8-K

UNITED STATES

SECURITIES AND EXCHANGE COMMISSION

Washington, D.C. 20549

 

 

FORM 8-K

 

 

CURRENT REPORT

Pursuant to Section 13 or 15(d) of the

Securities Exchange Act of 1934

Date of Report (Date of earliest event reported): October 16, 2018

 

 

MONDELĒZ INTERNATIONAL, INC.

(Exact name of registrant as specified in its charter)

 

 

 

Virginia   1-16483   52-2284372

(State or other jurisdiction

of incorporation)

  (Commission File Number)  

(I.R.S. Employer

Identification No.)

Three Parkway North, Deerfield, Illinois 60015

(Address of principal executive offices, including zip code)

(847) 943-4000

(Registrant’s telephone number, including area code)

Not Applicable

(Former name or former address, if changed since last report.)

 

 

Check the appropriate box below if the Form 8-K filing is intended to simultaneously satisfy the filing obligation of the registrant under any of the following provisions (see General Instruction A.2. below):

 

Written communications pursuant to Rule 425 under the Securities Act (17 CFR 230.425)

Soliciting material pursuant to Rule 14a-12 under the Exchange Act (17 CFR 240.14a-12)

Pre-commencement communications pursuant to Rule 14d-2(b) under the Exchange Act (17 CFR 240.14d-2(b))

Pre-commencement communications pursuant to Rule 13e-4(c) under the Exchange Act (17 CFR 240.13e-4(c))

Indicate by check mark whether the registrant is an emerging growth company as defined in Rule 405 of the Securities Act of 1933 (17 CFR §230.405) or Rule 12b-2 of the Securities Exchange Act of 1934 (17 CFR §240.12b-2).

    Emerging growth company    ☐

If an emerging growth company, indicate by check mark if the registrant has elected not to use the extended transition period for complying with any new or revised financial accounting standards provided pursuant to Section 13(a) of the Exchange Act.    ☐

 

 


Item 7.01. Regulation FD Disclosure.

Change to our Historical Financial Results in connection with Keurig Green Mountain, Inc.’s Merger with Dr Pepper Snapple Group, Inc.

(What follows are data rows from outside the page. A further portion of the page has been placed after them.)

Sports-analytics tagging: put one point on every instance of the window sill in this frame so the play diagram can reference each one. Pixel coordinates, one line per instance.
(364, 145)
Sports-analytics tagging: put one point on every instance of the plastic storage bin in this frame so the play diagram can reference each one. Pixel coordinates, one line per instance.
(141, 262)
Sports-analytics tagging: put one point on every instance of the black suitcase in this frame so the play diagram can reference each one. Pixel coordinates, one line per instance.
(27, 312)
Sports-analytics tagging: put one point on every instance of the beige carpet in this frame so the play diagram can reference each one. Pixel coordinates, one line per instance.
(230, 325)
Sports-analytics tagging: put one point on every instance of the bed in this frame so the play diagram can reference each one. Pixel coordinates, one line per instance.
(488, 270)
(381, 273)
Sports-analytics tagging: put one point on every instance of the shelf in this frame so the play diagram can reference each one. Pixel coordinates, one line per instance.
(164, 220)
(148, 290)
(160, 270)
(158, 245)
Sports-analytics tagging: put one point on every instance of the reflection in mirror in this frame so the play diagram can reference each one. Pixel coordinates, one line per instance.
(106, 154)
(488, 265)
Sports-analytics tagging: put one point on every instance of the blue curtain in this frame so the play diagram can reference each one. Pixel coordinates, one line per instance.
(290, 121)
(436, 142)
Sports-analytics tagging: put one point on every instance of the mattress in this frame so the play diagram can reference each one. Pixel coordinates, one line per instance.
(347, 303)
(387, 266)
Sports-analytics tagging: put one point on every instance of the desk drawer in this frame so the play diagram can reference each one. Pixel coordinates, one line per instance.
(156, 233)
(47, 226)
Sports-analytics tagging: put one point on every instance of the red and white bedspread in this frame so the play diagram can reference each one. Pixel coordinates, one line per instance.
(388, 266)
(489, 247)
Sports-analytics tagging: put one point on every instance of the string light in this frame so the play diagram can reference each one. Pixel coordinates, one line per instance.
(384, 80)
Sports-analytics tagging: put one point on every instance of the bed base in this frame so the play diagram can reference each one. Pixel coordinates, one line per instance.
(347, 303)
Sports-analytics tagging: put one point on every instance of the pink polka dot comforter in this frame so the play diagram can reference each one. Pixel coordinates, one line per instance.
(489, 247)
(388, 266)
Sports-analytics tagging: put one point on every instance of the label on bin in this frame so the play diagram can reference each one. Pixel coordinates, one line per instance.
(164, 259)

Mondelēz International, Inc. and subsidiaries (collectively, “we,” “our” or “Mondelēz International”) are furnishing this current report to provide supplemental financial information related to the retrospective impact on our financial statements due to a change in accounting principle following the July 9, 2018 closing of the merger of Keurig Green Mountain, Inc. (“Keurig”) with Dr Pepper Snapple Group, Inc. (“DPSG”).

As previously disclosed in our Form 10-Q for the period ended June 30, 2018, Keurig closed on its definitive merger agreement with DPSG on July 9, 2018 and formed Keurig Dr Pepper Inc. (“KDP”), a publicly traded company. Following the close of the merger, our ownership in KDP was 13.8%. As was the case in our ownership interest in Keurig, we will have significant influence with respect to KDP, and we will continue to account for our investment in KDP under the equity method, resulting in recognizing our share of KDP earnings within our earnings and our share of KDP dividends within our cash flows. In connection with this transaction, we changed our accounting principle to reflect our share of Keurig’s historical and KDP’s ongoing earnings on a one-quarter lag basis while we continue to record dividends when cash is received. We determined a lag was preferable as it enables us to continue to report our quarterly and annual results on a timely basis and to record our share in KDP’s ongoing results once KDP has publicly reported its results. This change in accounting principle was applied retrospectively to all periods.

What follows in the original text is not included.